La troisième tentation de Satan porte également sur l’ignorance de soi, attendu que, lorsque Satan exhorte Jésus à se jeter dans le vide, sous prétexte que les anges le porteront, il lui répond : « Ne mets pas à l’épreuve le Seigneur ton Dieu » (Marc, 4-12), ce qui revient à dire qu’il ne faut point douter de Dieu, du tathagatagarbha, car en douter, ce serait perdre l’illumination, ce serait revenir à une conscience matérialiste de la nature humaine. Nous voyons donc que les trois tentations de Jésus sont des tentations visant à briser son illumination précédemment acquise, ou la conscience au moins qu’il a d’être plus que de la chair, que quelque chose existe en lui d’éternel. Un tel enjeu est naturellement essentiel pour Satan, car si Jésus avait renié sa nature essentielle et éternelle, il eût cessé d’être un guide pour les hommes et, rejetant « Dieu, il eût été un homme ordinaire, ignorant de son essence, donc incapable de dissiper les illusions du monde. Ajoutons que, à aucun moment, Jésus ne répondit avec colère à Satan, mais qu’il le fit au contraire avec toujours une grande tranquillité, de quoi nous pouvons déduire qu’il était capable de dominer le troisième poison : la colère.

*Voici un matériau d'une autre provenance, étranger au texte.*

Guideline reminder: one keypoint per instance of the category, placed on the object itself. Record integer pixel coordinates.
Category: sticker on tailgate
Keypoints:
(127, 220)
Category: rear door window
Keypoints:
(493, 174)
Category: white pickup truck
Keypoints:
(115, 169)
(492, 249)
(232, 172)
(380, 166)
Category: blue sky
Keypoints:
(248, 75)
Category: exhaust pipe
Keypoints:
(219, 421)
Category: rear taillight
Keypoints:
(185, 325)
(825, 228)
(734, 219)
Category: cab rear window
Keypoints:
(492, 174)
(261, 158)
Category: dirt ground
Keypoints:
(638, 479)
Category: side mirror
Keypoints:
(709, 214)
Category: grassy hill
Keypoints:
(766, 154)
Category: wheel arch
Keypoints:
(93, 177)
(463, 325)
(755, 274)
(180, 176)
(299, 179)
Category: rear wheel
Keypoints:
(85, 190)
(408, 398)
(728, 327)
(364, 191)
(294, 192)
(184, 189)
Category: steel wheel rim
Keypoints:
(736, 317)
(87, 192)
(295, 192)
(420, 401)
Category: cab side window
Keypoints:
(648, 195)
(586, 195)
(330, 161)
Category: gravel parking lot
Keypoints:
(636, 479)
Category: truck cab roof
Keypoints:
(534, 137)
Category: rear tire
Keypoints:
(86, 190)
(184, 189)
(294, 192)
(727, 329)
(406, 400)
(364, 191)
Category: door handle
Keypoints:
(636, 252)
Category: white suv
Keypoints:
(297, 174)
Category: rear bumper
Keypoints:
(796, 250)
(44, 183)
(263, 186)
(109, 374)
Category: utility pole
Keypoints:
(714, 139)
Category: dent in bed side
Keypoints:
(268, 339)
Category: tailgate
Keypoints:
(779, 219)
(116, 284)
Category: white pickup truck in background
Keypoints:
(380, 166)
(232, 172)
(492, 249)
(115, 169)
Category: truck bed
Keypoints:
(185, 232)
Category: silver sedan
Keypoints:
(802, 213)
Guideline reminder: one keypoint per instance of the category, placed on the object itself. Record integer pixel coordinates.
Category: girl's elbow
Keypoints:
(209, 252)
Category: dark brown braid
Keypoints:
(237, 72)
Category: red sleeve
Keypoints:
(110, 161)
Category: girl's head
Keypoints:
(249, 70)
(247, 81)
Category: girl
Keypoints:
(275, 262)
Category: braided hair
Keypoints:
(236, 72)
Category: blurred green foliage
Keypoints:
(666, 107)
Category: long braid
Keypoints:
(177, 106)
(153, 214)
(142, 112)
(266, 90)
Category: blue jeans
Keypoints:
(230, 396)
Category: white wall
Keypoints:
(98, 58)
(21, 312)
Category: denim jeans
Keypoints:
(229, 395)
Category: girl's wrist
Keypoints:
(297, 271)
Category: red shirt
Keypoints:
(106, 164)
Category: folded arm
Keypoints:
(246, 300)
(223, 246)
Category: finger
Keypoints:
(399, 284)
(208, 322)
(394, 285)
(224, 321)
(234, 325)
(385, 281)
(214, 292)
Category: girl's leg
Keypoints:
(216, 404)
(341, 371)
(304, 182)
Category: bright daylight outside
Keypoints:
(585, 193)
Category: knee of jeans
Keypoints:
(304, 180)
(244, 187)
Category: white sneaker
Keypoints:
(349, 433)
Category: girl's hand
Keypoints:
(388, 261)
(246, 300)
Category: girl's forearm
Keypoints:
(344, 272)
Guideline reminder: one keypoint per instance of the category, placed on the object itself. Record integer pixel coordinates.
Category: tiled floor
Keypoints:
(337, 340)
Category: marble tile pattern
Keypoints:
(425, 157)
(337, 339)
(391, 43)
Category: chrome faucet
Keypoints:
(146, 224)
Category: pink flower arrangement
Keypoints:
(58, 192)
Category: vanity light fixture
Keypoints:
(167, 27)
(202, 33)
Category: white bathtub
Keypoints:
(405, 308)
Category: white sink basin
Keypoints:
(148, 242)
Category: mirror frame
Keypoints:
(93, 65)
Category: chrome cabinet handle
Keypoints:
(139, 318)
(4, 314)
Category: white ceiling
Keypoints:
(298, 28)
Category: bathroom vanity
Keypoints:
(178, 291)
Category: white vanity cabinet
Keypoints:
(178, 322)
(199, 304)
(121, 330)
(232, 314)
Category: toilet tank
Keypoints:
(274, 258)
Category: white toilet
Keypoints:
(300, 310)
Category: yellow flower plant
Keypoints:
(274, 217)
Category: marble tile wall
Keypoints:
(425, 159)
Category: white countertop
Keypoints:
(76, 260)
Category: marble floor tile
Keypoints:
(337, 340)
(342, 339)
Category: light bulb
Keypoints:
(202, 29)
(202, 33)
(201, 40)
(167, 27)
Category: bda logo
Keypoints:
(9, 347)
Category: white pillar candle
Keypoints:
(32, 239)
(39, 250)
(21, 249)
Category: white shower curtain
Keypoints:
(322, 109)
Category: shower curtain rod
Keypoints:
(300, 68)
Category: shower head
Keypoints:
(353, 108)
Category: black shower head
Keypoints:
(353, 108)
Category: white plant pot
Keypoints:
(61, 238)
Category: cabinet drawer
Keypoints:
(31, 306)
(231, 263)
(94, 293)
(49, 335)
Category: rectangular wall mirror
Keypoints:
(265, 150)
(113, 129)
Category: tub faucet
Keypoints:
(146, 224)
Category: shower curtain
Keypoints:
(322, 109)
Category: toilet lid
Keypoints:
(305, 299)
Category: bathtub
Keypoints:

L’autre interprétation possible au sujet de l’intervention de Satan dans le désert reviendrait à dire que des fantômes auraient assailli Jésus. Le bouddhisme considère que les fantômes sont des êtres qui, trop attachés à quelque chose ou à quelqu’un appartenant à leur vie terrestre passée, ont refusé de s’incarner et ont été condamnés à demeurer dans cet état de fantôme, qui est l’un des cinq chemins de la réincarnation. Or, pour peu que Jésus se fût fait de féroces ennemis dans le passé, ou que simplement certains fantômes se fussent faits les adversaires de son ambition spirituelle, et ces êtres malveillants auraient pu vouloir le tourmenter et le détourner de sa voie. On pourrait envisager aussi que Satan était un asura, un esprit démoniaque, esprit de la colère dans le bouddhisme. Quant à l’interprétation des trois tentations, elle demeure inchangée quant à elle.

  1. Les premiers enseignements

Le fait d’avoir vaincu ces tentations devait naturellement renforcer les premiers effets de son illumination (qui n’est pas une chose définitivement acquise, et qui peut être parfois oubliée), d’où le fait alors qu’il est écrit que « Jésus retourna en Galilée, plein de la puissance du Saint-Esprit » (Luc, 4-14). Le Saint-Esprit n’y est autre chose que le tathagatagarbha. Etant arrivé dans le village de sa naissance, il lut un passage du livre d’Ésaïe, selon quoi il serait venu apporter la Bonne Nouvelle aux pauvres, la délivrance aux prisonniers, la vue aux aveugles et la libération des opprimés (Luc, 4-18), puis annonça que ce passage des Ecritures venait aujourd’hui de se réaliser : « Ce passage de l’Ecriture s’est réalisé aujourd’hui, au moment même où vous l’avez entendu lire » (Luc, 4-21). Passage étonnant en effet, puisque Jésus, à ce moment-là, n’avait encore rien dit ni fait de ce qui est contenu dans le passage d’Ésaïe. Il faut supposer peut-être qu’il s’annonçait aux Nazaréens comme celui qui allait délivrer les hommes. De quoi ? Qu’est-ce que la Bonne Nouvelle ? C’est tout ce que nous verrons par la suite, toutes les vérités qu’énoncera Jésus. De quoi les délivrera-t-il ? Des trois poisons, là encore ; de l’ignorance de la vraie nature de l’homme et de l’injustice plus généralement. Jésus était un maître spirituel, non un chef de guerre, comme il dut le préciser à un certain nombre de ses contemporains qui voyaient en lui celui qui les libèrerait du joug romain.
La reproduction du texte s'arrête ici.